John the baptizer appeared in the wilderness, proclaiming a baptism of repentance for the forgiveness of sins. And people from the whole Judean countryside and all the people of Jerusalem were going out to him, and were baptized by him in the river Jordan, confessing their sins. Now John was clothed with camel’s hair, with a leather belt around his waist, and he ate locusts and wild honey. He proclaimed, “The one who is more powerful than I is coming after me; I am not worthy to stoop down and untie the thong of his sandals. I have baptized you with water; but he will baptize you with the Holy Spirit.”
In those days Jesus came from Nazareth of Galilee and was baptized by John in the Jordan. And just as he was coming up out of the water, he saw the heavens torn apart and the Spirit descending like a dove on him. And a voice came from heaven, “You are my Son, the Beloved; with you I am well pleased.” [Mark 1:4-11]
Just when we thought we were done with John the Baptist after having him appear two of our four Sundays in Advent, we have to see him again.
What a strange character. Living in the wilderness, odd clothing, odd diet. Of course he must eat honey; how else is one able to choke down locusts?
I have seen a number of articles lately about people who live “off the grid,” which apparently can mean different things. Mostly, it seems to mean people who are not connected to a community-based power source. Perhaps they have a generator or solar power—or maybe no electric power at all. They may have heat from a wood or coal stove. Their drinking water may come from streams or they may carry it home in bottles. They may or may not have a gasoline or diesel powered vehicle.
In the developing world, people often live off the grid because of circumstances beyond their control, not by choice. And, in John’s time, obviously, there was no grid.
Even so, John’s manner of living was so ascetic as to invite comment by the authors of both Matthew and Mark.
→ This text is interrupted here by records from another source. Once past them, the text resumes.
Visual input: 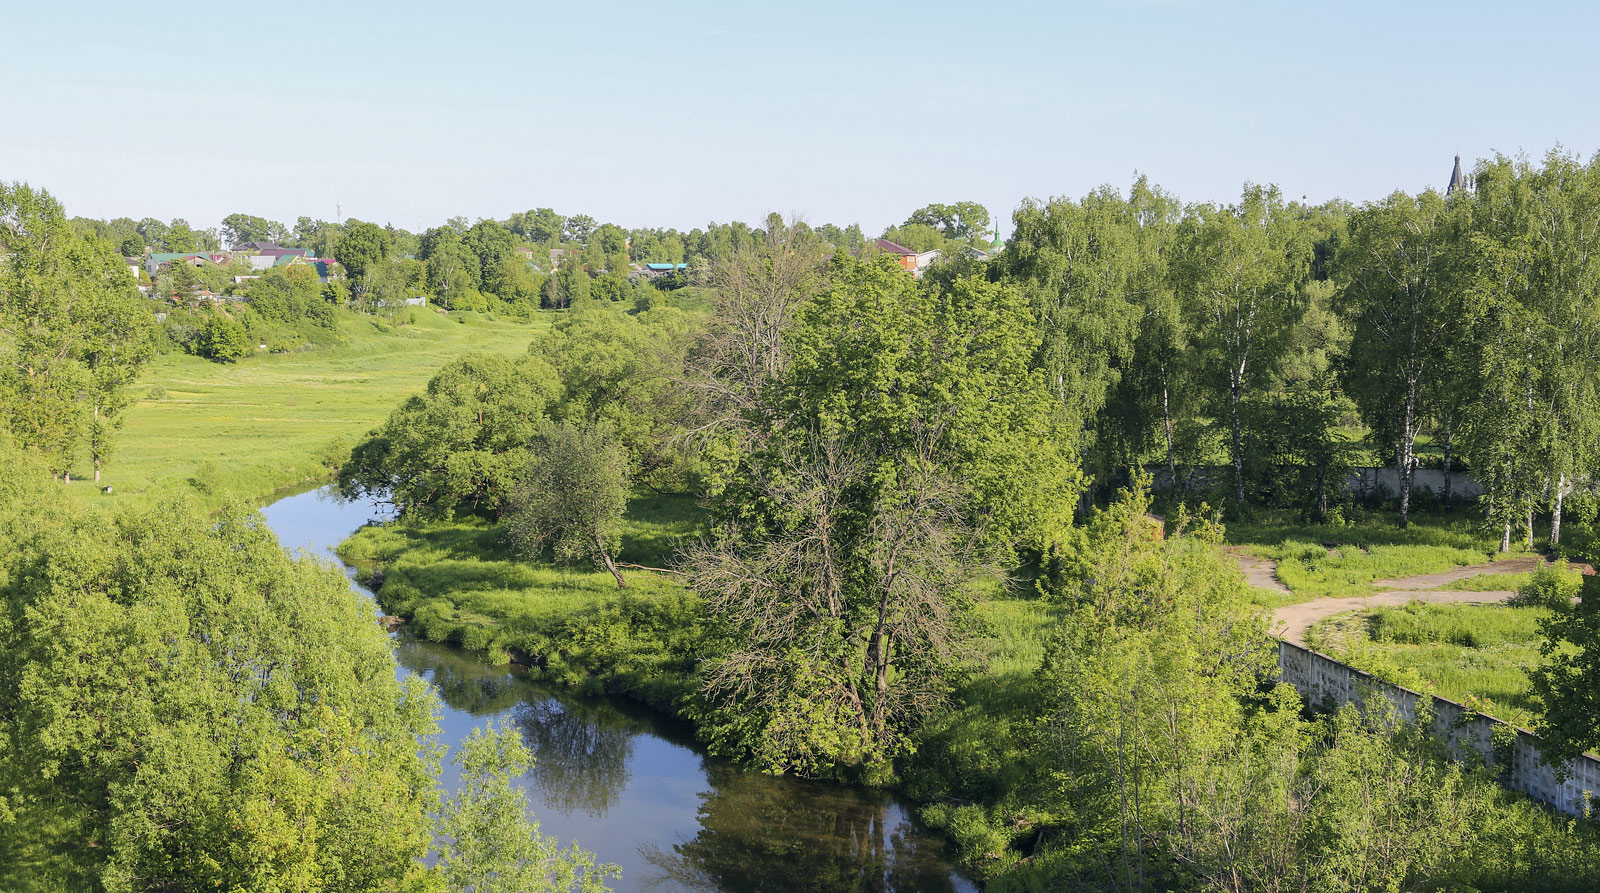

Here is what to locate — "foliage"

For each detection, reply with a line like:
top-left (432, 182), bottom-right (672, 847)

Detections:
top-left (437, 723), bottom-right (619, 892)
top-left (340, 352), bottom-right (561, 519)
top-left (0, 469), bottom-right (440, 891)
top-left (1530, 576), bottom-right (1600, 764)
top-left (0, 182), bottom-right (157, 480)
top-left (505, 423), bottom-right (632, 587)
top-left (194, 310), bottom-right (250, 362)
top-left (1511, 560), bottom-right (1584, 609)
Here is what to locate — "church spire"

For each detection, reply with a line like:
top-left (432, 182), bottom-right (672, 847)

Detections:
top-left (1448, 154), bottom-right (1467, 195)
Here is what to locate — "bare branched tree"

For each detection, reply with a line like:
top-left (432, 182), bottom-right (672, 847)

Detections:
top-left (679, 217), bottom-right (828, 443)
top-left (683, 431), bottom-right (993, 772)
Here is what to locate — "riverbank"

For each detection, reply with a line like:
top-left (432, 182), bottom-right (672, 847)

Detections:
top-left (274, 486), bottom-right (979, 891)
top-left (61, 309), bottom-right (551, 509)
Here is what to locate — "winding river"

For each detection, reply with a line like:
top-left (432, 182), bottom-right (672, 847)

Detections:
top-left (261, 486), bottom-right (978, 893)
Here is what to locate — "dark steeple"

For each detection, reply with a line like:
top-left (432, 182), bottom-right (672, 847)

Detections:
top-left (1448, 154), bottom-right (1467, 194)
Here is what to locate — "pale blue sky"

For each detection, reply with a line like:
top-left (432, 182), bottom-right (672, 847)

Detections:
top-left (2, 1), bottom-right (1593, 237)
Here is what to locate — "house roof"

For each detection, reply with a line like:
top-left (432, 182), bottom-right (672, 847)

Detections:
top-left (235, 241), bottom-right (283, 251)
top-left (256, 248), bottom-right (311, 258)
top-left (150, 252), bottom-right (212, 264)
top-left (873, 238), bottom-right (915, 256)
top-left (644, 263), bottom-right (687, 271)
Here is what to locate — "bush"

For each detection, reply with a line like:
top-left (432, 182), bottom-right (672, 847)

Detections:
top-left (1510, 561), bottom-right (1582, 609)
top-left (195, 313), bottom-right (250, 362)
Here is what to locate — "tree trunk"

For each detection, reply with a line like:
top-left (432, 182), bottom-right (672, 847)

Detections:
top-left (1525, 506), bottom-right (1535, 550)
top-left (1161, 365), bottom-right (1176, 494)
top-left (1230, 377), bottom-right (1245, 506)
top-left (1397, 388), bottom-right (1416, 529)
top-left (1441, 428), bottom-right (1453, 505)
top-left (1551, 475), bottom-right (1566, 548)
top-left (596, 538), bottom-right (627, 589)
top-left (1501, 522), bottom-right (1511, 554)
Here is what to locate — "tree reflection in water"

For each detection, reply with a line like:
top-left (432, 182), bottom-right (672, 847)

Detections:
top-left (641, 763), bottom-right (971, 893)
top-left (392, 633), bottom-right (528, 715)
top-left (512, 698), bottom-right (636, 817)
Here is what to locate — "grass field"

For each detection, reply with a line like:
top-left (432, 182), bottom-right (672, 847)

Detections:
top-left (1307, 602), bottom-right (1553, 728)
top-left (65, 309), bottom-right (551, 508)
top-left (1226, 509), bottom-right (1515, 602)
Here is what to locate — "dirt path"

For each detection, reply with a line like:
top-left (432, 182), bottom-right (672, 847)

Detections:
top-left (1224, 546), bottom-right (1290, 594)
top-left (1269, 587), bottom-right (1519, 645)
top-left (1238, 555), bottom-right (1547, 645)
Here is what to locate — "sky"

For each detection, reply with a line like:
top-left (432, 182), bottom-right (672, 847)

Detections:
top-left (3, 0), bottom-right (1596, 239)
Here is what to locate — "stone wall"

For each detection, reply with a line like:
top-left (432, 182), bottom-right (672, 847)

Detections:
top-left (1276, 640), bottom-right (1600, 816)
top-left (1147, 466), bottom-right (1484, 501)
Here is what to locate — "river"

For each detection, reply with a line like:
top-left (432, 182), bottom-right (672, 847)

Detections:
top-left (261, 485), bottom-right (978, 893)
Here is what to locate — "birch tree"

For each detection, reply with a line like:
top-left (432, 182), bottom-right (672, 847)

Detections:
top-left (1333, 189), bottom-right (1459, 528)
top-left (1176, 185), bottom-right (1312, 506)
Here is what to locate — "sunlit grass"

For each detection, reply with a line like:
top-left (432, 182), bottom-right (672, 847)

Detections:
top-left (1307, 602), bottom-right (1554, 728)
top-left (1226, 509), bottom-right (1511, 601)
top-left (63, 308), bottom-right (551, 508)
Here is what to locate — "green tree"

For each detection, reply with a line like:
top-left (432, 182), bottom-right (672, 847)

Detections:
top-left (1175, 184), bottom-right (1313, 506)
top-left (0, 481), bottom-right (441, 892)
top-left (438, 724), bottom-right (619, 892)
top-left (196, 311), bottom-right (250, 362)
top-left (685, 255), bottom-right (1078, 776)
top-left (335, 219), bottom-right (393, 302)
top-left (220, 212), bottom-right (288, 246)
top-left (505, 423), bottom-right (632, 587)
top-left (1334, 189), bottom-right (1459, 528)
top-left (340, 353), bottom-right (561, 519)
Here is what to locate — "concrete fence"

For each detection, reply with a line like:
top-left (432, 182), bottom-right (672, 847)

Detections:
top-left (1148, 466), bottom-right (1484, 501)
top-left (1276, 640), bottom-right (1600, 816)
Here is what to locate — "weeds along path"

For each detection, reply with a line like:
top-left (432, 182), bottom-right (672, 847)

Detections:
top-left (1266, 557), bottom-right (1547, 645)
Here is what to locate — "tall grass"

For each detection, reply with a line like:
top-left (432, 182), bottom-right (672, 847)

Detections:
top-left (1308, 602), bottom-right (1552, 728)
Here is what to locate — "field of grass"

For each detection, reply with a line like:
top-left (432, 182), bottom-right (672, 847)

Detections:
top-left (338, 494), bottom-right (705, 706)
top-left (1226, 509), bottom-right (1513, 602)
top-left (65, 309), bottom-right (551, 508)
top-left (1307, 602), bottom-right (1552, 728)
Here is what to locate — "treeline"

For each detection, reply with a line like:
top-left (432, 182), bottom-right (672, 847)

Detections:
top-left (1012, 152), bottom-right (1600, 551)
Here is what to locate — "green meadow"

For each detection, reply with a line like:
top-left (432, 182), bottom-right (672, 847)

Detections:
top-left (1307, 601), bottom-right (1553, 728)
top-left (66, 309), bottom-right (550, 507)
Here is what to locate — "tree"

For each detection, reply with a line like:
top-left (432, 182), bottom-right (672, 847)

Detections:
top-left (437, 724), bottom-right (619, 892)
top-left (905, 201), bottom-right (991, 244)
top-left (0, 182), bottom-right (154, 481)
top-left (463, 220), bottom-right (516, 297)
top-left (685, 255), bottom-right (1078, 775)
top-left (505, 423), bottom-right (632, 588)
top-left (335, 219), bottom-right (393, 301)
top-left (509, 207), bottom-right (564, 244)
top-left (563, 214), bottom-right (597, 244)
top-left (1175, 184), bottom-right (1313, 506)
top-left (80, 280), bottom-right (157, 481)
top-left (0, 480), bottom-right (441, 891)
top-left (340, 353), bottom-right (561, 519)
top-left (220, 212), bottom-right (289, 247)
top-left (1000, 185), bottom-right (1143, 450)
top-left (196, 311), bottom-right (250, 362)
top-left (1334, 189), bottom-right (1459, 528)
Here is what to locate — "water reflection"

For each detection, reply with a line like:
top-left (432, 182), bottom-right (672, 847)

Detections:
top-left (264, 487), bottom-right (975, 892)
top-left (513, 699), bottom-right (637, 817)
top-left (643, 764), bottom-right (974, 892)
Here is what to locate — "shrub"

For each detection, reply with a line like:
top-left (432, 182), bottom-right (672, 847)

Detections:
top-left (1510, 561), bottom-right (1582, 609)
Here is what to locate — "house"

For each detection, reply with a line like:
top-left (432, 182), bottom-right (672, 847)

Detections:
top-left (233, 241), bottom-right (284, 252)
top-left (871, 239), bottom-right (941, 279)
top-left (146, 252), bottom-right (226, 276)
top-left (123, 257), bottom-right (142, 277)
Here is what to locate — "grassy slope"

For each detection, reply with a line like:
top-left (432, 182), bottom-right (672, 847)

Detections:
top-left (1307, 602), bottom-right (1552, 728)
top-left (65, 309), bottom-right (550, 508)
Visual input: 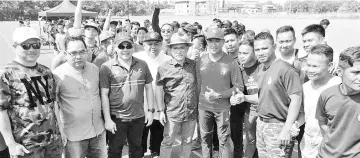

What interests me is that this man whose lifestyle seemed strange to his contemporaries, was the person who recognized Jesus as the one sent from God.
Could it be that when we take some time to separate from our usual “grid,” we are better able to pay attention to the spiritual, and to how the spiritual is integrated into other parts of our living?
A day off from work or caregiving, turning off the television to have a conversation, a walk in the neighborhood, playing a game with your child instead of doing the dishes, spending a few minutes simply to watch the wind play in the grass… Anything that disrupts our usual way of being “plugged in” to life at a fast pace can create some space for the holy, and increase our sensitivity to things that aren’t necessarily tangible.
Life moves so fast, and like being in a car driving down the interstate, we don’t get to pay attention to the important things we’re passing by. Maybe January will be a time when you can slow down, disconnect from whatever “grid” is keeping you from experiencing holy moments. Maybe you, like John, will be prepared to recognize the movement of God in the ordinary people and events around you.